これでも校内では薫の迷惑にならないよう、慎重に行動しているのだ。
運悪く猫を追いかけて来た矢口に目撃された以外で、噂に上がったことなんてなかったはず。
小坂が薫と会って話しているのを知っているのは、校内では矢口だけ。
ジロリと睨む小坂に、矢口がひらひらと手を振る。
「ちなみに、情報源は俺じゃないからな」
「ってぇと、残るはあの馬鹿か」
残る心当たりは一人だけ。
「オンナ」だなんだということを言っていたのは、修栄館高校で「皇帝」などという恥ずかしい二つ名を自ら名乗っている、あの男しかいない。
「あんの野郎が」
忌々しいとばかりに舌打ちをする小坂に、矢口が説明する。
「いやぁ、アイツってばお前を襲う計画を、結構あちらこちらでペラペラしゃべってたらしくて。
結果、キングのオンナを餌に呼び出したはいいが、逆襲でボコボコにされたって話が回っててな」
本人は成功譚を広めるつもりで、事前に話をばら撒いたのだろうが、現実には失敗譚が広まり。
それに小坂にとってありがたくない情報まで、くっついて広まってしまったというわけか。

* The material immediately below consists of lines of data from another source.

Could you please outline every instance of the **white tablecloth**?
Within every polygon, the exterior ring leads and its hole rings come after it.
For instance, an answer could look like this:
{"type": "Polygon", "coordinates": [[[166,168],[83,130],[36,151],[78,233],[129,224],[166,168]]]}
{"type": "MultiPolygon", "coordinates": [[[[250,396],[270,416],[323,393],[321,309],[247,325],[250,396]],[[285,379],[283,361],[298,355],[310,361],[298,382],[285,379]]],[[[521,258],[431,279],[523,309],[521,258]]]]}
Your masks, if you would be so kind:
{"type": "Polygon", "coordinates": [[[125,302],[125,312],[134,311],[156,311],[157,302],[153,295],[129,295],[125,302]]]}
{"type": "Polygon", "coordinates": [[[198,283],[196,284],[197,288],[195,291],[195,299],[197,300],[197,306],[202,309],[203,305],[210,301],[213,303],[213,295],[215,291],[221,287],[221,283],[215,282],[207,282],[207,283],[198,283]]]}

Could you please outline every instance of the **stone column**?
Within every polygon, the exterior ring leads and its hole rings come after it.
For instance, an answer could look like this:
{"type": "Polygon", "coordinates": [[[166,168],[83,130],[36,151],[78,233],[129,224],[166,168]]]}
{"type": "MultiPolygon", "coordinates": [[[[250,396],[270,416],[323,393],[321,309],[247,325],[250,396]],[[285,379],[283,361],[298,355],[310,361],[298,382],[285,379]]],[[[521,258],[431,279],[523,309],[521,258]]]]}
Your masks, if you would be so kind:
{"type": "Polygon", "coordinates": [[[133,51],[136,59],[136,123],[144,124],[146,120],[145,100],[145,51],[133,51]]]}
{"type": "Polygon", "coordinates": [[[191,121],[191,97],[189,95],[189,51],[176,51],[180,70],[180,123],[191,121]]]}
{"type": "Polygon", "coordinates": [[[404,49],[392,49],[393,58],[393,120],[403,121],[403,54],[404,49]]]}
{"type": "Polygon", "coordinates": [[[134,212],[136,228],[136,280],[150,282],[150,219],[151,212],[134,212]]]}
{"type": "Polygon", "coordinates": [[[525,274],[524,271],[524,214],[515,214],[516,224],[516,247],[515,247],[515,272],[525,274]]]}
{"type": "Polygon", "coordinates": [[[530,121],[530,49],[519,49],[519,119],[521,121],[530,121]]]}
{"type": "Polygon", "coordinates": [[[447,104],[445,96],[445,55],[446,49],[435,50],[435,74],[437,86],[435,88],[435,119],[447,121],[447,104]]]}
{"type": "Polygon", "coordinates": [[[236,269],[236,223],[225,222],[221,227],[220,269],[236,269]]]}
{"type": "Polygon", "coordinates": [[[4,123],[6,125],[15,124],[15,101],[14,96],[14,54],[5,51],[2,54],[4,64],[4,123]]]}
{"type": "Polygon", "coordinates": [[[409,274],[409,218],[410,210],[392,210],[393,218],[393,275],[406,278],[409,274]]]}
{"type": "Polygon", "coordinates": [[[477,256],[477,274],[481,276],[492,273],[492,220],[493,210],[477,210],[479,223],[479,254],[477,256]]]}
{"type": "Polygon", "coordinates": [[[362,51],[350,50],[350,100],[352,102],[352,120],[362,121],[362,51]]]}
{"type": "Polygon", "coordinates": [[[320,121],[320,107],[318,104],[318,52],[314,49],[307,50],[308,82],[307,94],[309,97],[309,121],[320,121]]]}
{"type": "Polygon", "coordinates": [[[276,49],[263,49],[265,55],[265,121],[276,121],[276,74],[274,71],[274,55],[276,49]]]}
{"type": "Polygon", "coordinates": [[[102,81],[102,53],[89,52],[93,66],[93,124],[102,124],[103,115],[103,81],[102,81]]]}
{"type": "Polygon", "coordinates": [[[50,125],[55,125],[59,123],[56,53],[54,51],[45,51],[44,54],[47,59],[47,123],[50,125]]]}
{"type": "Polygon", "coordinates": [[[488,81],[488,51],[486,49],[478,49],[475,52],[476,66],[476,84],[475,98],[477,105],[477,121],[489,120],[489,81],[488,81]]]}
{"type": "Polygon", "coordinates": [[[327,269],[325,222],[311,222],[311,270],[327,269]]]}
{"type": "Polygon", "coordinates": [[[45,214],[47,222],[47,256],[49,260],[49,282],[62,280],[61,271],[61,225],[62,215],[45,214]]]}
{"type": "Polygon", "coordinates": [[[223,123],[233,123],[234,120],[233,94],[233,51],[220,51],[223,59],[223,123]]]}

「で、キングのオンナってのが誰だって、今探り入れられているところだから。
あんま軽率なことをしない方がいいぞぉ?
例えば、放課後の教室で二人っきりとか」
「……しねぇし」
矢口の親切めいているが余計な忠告に、小坂は苦々しい顔で呟く。
ちらっと考えなくもなかった、人が寄らない教室にいることを薫にスマホで連絡するという手段が消えた。
何処で誰に張られているか、わかったものじゃない。
というか、これでは雨の季節が過ぎても噂が沈静化していなかったら、いつもの場所で喋るのも危ない。
――あの野郎、一カ月くらい口もきけねぇくらいにボコッとけばよかったか。
鉄拳制裁具合が緩かったかと、小坂が後悔していると。
「そこで、空手部にって話になるわけだ!」
矢口が弁当を頬張りながら、話を戻した。
「お前は何処に行っても見張られているがその点、空手部の練習場なら近づけないだろう。
なにせウロウロしていると、一緒に練習させられるからな!」
矢口は笑顔で話しているが、割と被害者が多発していて問題視されている件だったりする。
空手部はいつでも入部大歓迎の部活なので、下手に周囲を嗅ぎまわると入部希望者だと勘違いされて、練習に強制参加させられることで有名なのだ。
なにせ柔道部や剣道部に比べて、いまいち新入部員が集まっていないらしいので。
「煩わしい探りを撒くのにちょうどいいだろ?
俺も練習相手ができて楽しいし」
「……まあ、言われてみれば、そうかなという気がするような」
矢口の提案に、小坂の心も惹かれつつある。
ここで、薫と会うのをすっぱり止めるという選択肢が出てこないのが、自分でも不思議だ。
「俺があのちっこいのに、ちゃんと居場所は教えといてやるから、な?」
「はぁ……」
変な場所に移動して捜させるより、こっちの方がいいかもしれない。
この時小坂はそう考えてしまったのだった。